South Vietnamese Enter Cambodia With U. S. Planes

Thousands of South Vietnamese ground troops, accompanied by American advisors and tactical air support, surged across the Cambodian border 34 miles northwest of Saigon yesterday morning.

The crossing followed last week's 12-mile penetration by 5000 South Vietnamese along 30 miles of the border.

Allied Headquarters stated early this morning that 332 "enemy soldiers" were killed in the first day of the operation. Spokesmen said that American and South Vietnamese bombers killed 300 of these, and that the South Vietnamese suffered three dead and 51 wounded.

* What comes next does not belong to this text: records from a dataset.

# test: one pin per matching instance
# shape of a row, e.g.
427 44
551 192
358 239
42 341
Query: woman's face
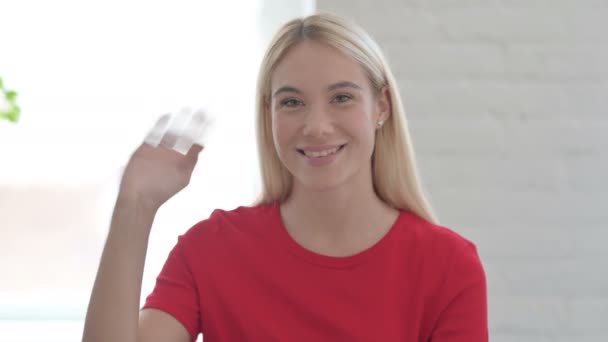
324 116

The ostensible purpose of the South Vietnamese operation was to provide support for the right-wing military regime in Cambodia which toppled the neutralist government of Prince Sihanouk six weeks ago.

The military junta-which received diplomatic recognition from the United States government almost immediately after its inception-has lately come under sharp attack from insurgent forces within the country, about half of which are reported to be Viet Cong and North Vietnamese.

Supporters of American involvement in the South Vietnamese action, including the Pentagon, claimed yesterday that this involvement is a limited gesture, in line with the Administration's "Vietnamization" strategy and its policy of phased U. S. military withdrawal from Southeast Asia.

But critics of U. S. involvement in the operation yesterday denounced the move as an escalation of American military commitment in Southeast Asia.

Sen. J. William Fulbright (D-Ark.) called the American involvement "a great mistake," and Michael Mansfield (D-Mont.), Senate Majority Leader, termed it "the first step in the wrong direction."

Moratorium Committee

Organizers of the Harvard Moratorium Committee said yesterday that they are reconsidering their decision to disband. "The Cambodian thing changed the picture entirely," Steven E. Heagan '71. a coordinator of the committee, said last night.

When news of the invasion reached the New York Stock Exchange, averages declined four points in a frenzy of panic. But after the initial shock, they resumed their upward swing and rose rapidly to 13 points above Tuesday's level in one of the market's best sessions this year.